Maybe the "widest read"??
Demovictory9
(32,456 posts)Accurate method wpuld be voting by only those who read every book
muriel_volestrangler
(101,316 posts)While the Holocaust books you mention are obviously real, they're a record of what happened in a situation you hope will never occur again. TKAM is about racism and community in a setting that has continuing relevance to an American readership.
WarGamer
(12,444 posts)But it is far from top 10 material
First Speaker
(4,858 posts)Fiction:
1. The Great Gatsby
2. The Lord of the Rings.
3. The Complete Sherlock Holmes. (Technically, this goes back to 1887.)
4. Invisible Man. (Ellison, not Wells.)
5. Foundation Trilogy.
Non-Fiction:
1. Winston Churchill, The Second World War
2. Charles Galton Darwin, The Next Million Years
3. Prefaces, H. L. Mencken
4. Explaining Hitler, Ron Rosenbaum
5. Lawrence Ritter, The Glory of Their Times
betsuni
(25,519 posts)"Tropic of Cancer" Henry Miller
"The Diaries of Anais Nin 1931-1934"
"Gentlemen Prefer Blondes" Anita Loos
"The Great Gatsby" F. Scott Fitzgerald
"Nausea" Jean-Paul Sartre
"Leaving Home" Garrison Keillor
"Dandelion Wine" Ray Bradbury
"A Moveable Feast" Ernest Hemingway
"The Philosophy of Andy Warhol"
Collected works of M.F.K. Fisher
"The Autobiography of Alice B. Toklas" Gertrude Stein
Straw Man
(6,624 posts)Last edited Tue Jan 4, 2022, 09:23 PM - Edit history (1)
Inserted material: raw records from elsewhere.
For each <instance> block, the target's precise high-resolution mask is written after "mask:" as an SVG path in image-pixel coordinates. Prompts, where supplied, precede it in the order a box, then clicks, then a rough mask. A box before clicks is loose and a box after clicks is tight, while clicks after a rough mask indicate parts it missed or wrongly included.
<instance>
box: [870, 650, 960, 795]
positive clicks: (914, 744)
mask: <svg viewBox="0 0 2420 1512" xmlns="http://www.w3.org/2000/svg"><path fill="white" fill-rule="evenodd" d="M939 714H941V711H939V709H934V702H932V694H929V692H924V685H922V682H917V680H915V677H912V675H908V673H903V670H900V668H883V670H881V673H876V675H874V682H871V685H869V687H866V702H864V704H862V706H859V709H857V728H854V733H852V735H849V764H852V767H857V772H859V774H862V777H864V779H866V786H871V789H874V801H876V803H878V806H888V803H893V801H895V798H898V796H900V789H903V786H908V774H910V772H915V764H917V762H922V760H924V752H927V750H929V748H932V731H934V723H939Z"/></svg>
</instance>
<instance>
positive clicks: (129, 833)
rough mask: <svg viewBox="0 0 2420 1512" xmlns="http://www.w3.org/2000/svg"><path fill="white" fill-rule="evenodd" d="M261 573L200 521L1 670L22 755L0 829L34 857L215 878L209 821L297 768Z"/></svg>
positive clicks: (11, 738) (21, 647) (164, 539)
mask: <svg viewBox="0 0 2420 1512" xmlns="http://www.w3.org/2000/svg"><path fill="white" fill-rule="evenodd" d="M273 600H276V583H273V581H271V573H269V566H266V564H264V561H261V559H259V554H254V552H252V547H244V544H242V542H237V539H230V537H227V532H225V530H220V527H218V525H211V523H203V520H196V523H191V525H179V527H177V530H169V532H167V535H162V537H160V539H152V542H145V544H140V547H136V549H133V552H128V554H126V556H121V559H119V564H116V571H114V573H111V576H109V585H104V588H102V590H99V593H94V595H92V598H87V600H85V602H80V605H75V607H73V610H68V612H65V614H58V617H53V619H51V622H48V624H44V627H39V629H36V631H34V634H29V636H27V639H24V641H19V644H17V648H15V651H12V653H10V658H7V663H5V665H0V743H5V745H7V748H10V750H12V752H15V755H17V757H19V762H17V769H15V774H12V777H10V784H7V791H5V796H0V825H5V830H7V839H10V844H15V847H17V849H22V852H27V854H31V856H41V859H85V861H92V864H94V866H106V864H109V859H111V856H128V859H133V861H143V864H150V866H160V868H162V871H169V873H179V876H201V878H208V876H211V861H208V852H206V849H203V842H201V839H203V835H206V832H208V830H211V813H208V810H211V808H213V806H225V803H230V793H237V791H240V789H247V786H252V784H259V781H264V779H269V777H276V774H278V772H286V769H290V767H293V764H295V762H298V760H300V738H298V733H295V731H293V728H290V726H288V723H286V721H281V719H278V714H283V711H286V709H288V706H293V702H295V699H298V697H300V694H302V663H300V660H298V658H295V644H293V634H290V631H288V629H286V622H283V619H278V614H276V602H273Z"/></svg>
... with The Fellowship of the Ring, because that's one third of a book. Tolkien wrote the Lord of the Rings "trilogy" as one book, and it was split up by his publishers.
Emile
(22,741 posts)brooklynite
(94,561 posts)Other than Shakespeare or Sherlock Holmes, most people havent read many booked more than 100 years old.
pecosbob
(7,538 posts)lame54
(35,290 posts)950 pages - "That's it? I want more."